Gli annunci sono stati trasmessi tra luglio 2010 e giugno 2011, dopo che l’industria del fast food ha deciso di concentrarsi sugli alimenti più sani nel marketing mirato ai bambini.

Lo studio, pubblicato su, rivela che fino alla metà dei bambini non riconoscevano il latte quando ne venivano mostrate le immagini dagli annunci di McDonald’s e Burger King. Inoltre, solo il 10% dei bambini determinava le mele affettate nelle pubblicità di Burger King: mele e non patatine fritte.

Le implicazioni di questo studio sono importanti per la salute dei bambini, in quanto i Centri per il controllo e la prevenzione delle malattie (CDC) rivelano che l’obesità infantile è più che raddoppiata nei bambini negli Stati Uniti negli ultimi 30 anni.

E dal 1980 al 2012, la percentuale di bambini tra i 6 e gli 11 anni che erano obesi è aumentata dal 7% al 18%.

Annuncio “ingannevole per gli standard del settore”

Secondo il CDC, l’obesità infantile ha una serie di effetti sulla salute a breve ea lungo termine. Ad esempio, alcuni effetti immediati includono il colesterolo alto o l’ipertensione. Ieri, ha riportato che 1 bambino su 3 negli Stati Uniti ha un colesterolo alto.

A lungo termine, i bambini obesi hanno maggiori probabilità di diventare adulti obesi, mettendoli a rischio di malattie cardiache, diabete di tipo 2, ictus e cancro.

Anche se è un passo nella giusta direzione che le aziende di fast food hanno accettato di includere cibi più sani nelle loro pubblicità, se il messaggio è fuorviante, allora cosa è utile alla fine nella lotta contro questa epidemia di salute pubblica?

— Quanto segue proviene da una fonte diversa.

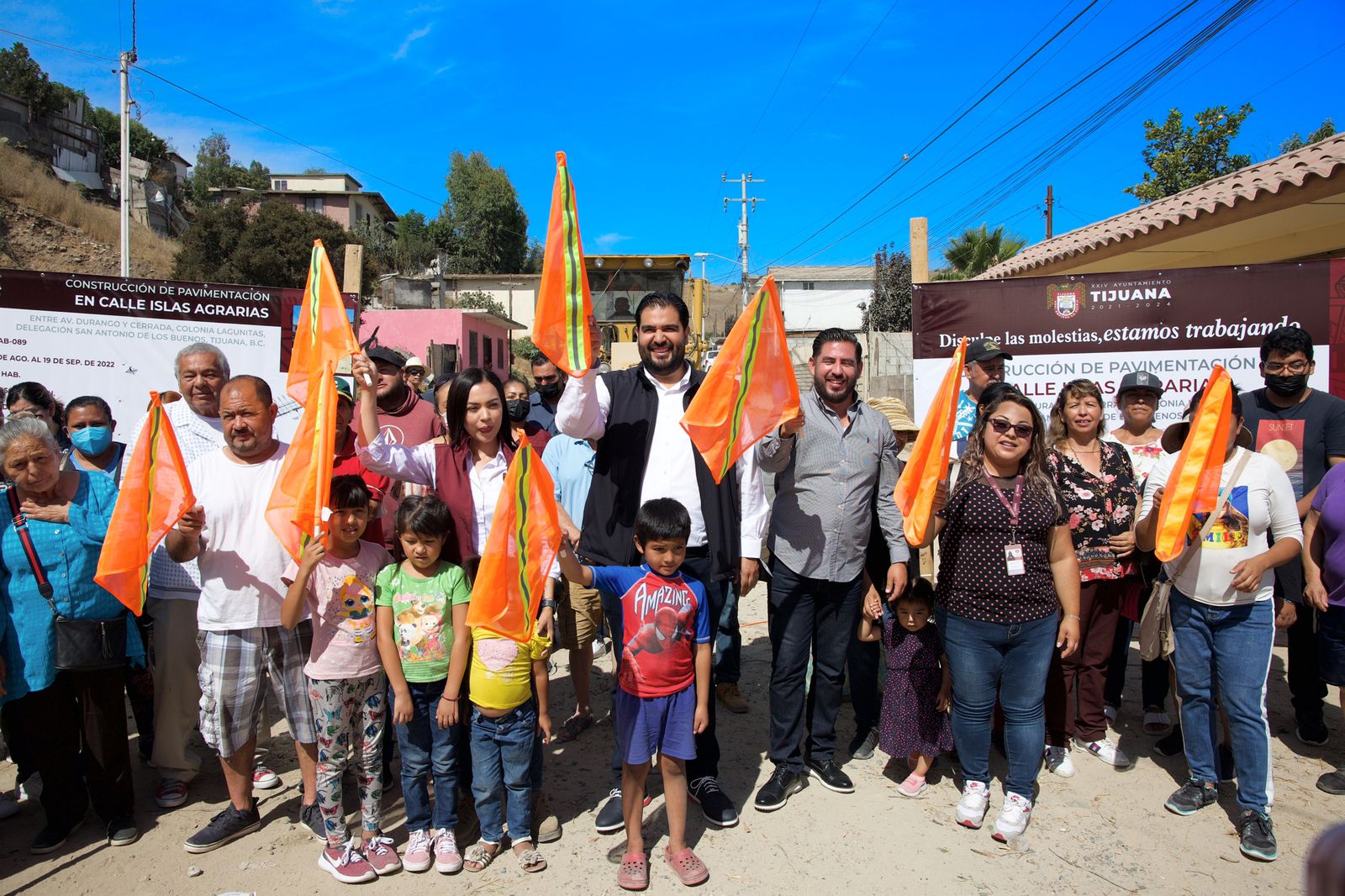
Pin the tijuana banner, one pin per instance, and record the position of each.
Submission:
(118, 336)
(1176, 324)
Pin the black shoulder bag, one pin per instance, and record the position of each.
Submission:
(82, 645)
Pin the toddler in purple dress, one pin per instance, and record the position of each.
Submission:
(915, 700)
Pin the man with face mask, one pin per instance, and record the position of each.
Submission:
(1304, 430)
(551, 387)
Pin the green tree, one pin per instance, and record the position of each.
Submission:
(889, 307)
(977, 250)
(24, 78)
(1325, 129)
(1181, 156)
(482, 228)
(217, 168)
(261, 245)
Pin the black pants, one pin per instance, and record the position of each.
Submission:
(53, 721)
(807, 615)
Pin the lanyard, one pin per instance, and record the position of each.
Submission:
(1017, 498)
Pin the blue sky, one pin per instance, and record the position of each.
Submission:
(654, 103)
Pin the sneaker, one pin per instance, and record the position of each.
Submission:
(1224, 759)
(382, 855)
(1013, 818)
(864, 744)
(1059, 762)
(1106, 751)
(831, 775)
(347, 864)
(972, 808)
(1332, 783)
(311, 817)
(731, 697)
(447, 858)
(1258, 837)
(1190, 798)
(778, 790)
(611, 818)
(1313, 734)
(266, 777)
(123, 831)
(170, 793)
(224, 828)
(420, 851)
(716, 806)
(51, 838)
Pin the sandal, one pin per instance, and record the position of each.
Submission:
(479, 856)
(575, 725)
(634, 872)
(688, 867)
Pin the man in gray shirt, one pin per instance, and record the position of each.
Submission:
(831, 465)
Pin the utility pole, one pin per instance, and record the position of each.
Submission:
(127, 60)
(743, 225)
(1051, 202)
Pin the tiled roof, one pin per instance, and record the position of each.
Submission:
(794, 273)
(1324, 159)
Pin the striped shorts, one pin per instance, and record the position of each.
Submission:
(233, 673)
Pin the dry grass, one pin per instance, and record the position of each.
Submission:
(30, 183)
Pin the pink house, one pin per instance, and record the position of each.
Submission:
(447, 340)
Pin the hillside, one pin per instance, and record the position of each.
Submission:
(47, 225)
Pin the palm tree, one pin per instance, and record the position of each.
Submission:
(979, 249)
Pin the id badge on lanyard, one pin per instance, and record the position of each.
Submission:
(1015, 564)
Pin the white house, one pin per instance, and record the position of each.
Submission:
(817, 298)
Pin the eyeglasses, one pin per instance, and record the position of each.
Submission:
(1001, 425)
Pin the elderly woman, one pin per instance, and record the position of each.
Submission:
(55, 712)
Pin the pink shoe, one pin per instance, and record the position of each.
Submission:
(420, 851)
(347, 864)
(912, 786)
(382, 855)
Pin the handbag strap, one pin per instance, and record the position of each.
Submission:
(20, 528)
(1210, 522)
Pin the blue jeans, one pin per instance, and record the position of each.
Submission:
(427, 748)
(1009, 662)
(502, 761)
(1226, 651)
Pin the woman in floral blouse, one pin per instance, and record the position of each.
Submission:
(1098, 488)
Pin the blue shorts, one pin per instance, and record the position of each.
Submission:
(649, 725)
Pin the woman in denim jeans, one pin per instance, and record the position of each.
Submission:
(1224, 622)
(1008, 569)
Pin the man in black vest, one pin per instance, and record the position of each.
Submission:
(643, 454)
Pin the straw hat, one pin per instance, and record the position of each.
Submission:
(896, 412)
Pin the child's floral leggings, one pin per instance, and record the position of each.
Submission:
(349, 714)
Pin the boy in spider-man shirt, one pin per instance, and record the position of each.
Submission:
(663, 698)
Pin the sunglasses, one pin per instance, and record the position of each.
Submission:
(1002, 425)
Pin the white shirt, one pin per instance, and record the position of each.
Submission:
(1261, 501)
(670, 468)
(241, 560)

Il Dr. James Sargent, autore principale dello studio e co-direttore del Cancer Control Research Program presso il Norris Cotton Cancer Center, afferma:

“La raffigurazione di fette di mela di Burger King come” Fresh Apple Fries “era fuorviante per i bambini nella fascia di età target: la pubblicità sarebbe ingannevole per gli standard del settore, eppure i loro organismi di autoregolamentazione non hanno intrapreso alcuna azione per affrontare la rappresentazione fuorviante”.

Il team osserva che di quattro alimenti sani mostrati ai bambini, solo le fette di mela di McDonald’s sono state riconosciute come un prodotto di mele dalla maggioranza di loro.

Di seguito è riportato un video dei bambini nello studio:

Il dott. Sargent e colleghi hanno precedentemente condotto uno studio che illustra come le grandi catene di fast food costruiscono la consapevolezza del marchio evidenziando ricompense sotto forma di giocattoli o collegamenti cinematografici, nonostante le loro stesse linee guida che scoraggiano la pratica.

“L’industria del fast food spende tra i 100 ei 200 milioni di dollari all’anno per la pubblicità ai bambini”, afferma il dott. Sargent. “Annunci che mirano a sviluppare la consapevolezza del marchio e le preferenze nei bambini che non sanno nemmeno leggere o scrivere, e tanto meno pensano in modo critico a ciò che viene presentato”.

Gli autori concludono il loro studio osservando che anche se gli annunci di fast food trasmessi in televisione che mostrano fette di mela fuorviavano i bambini, né il governo né gli organismi di autoregolamentazione hanno intrapreso alcuna azione.

recentemente riportato su uno studio che ha suggerito che gli adolescenti obesi con un’elevata assunzione di sale sono a rischio di invecchiamento cellulare accelerato.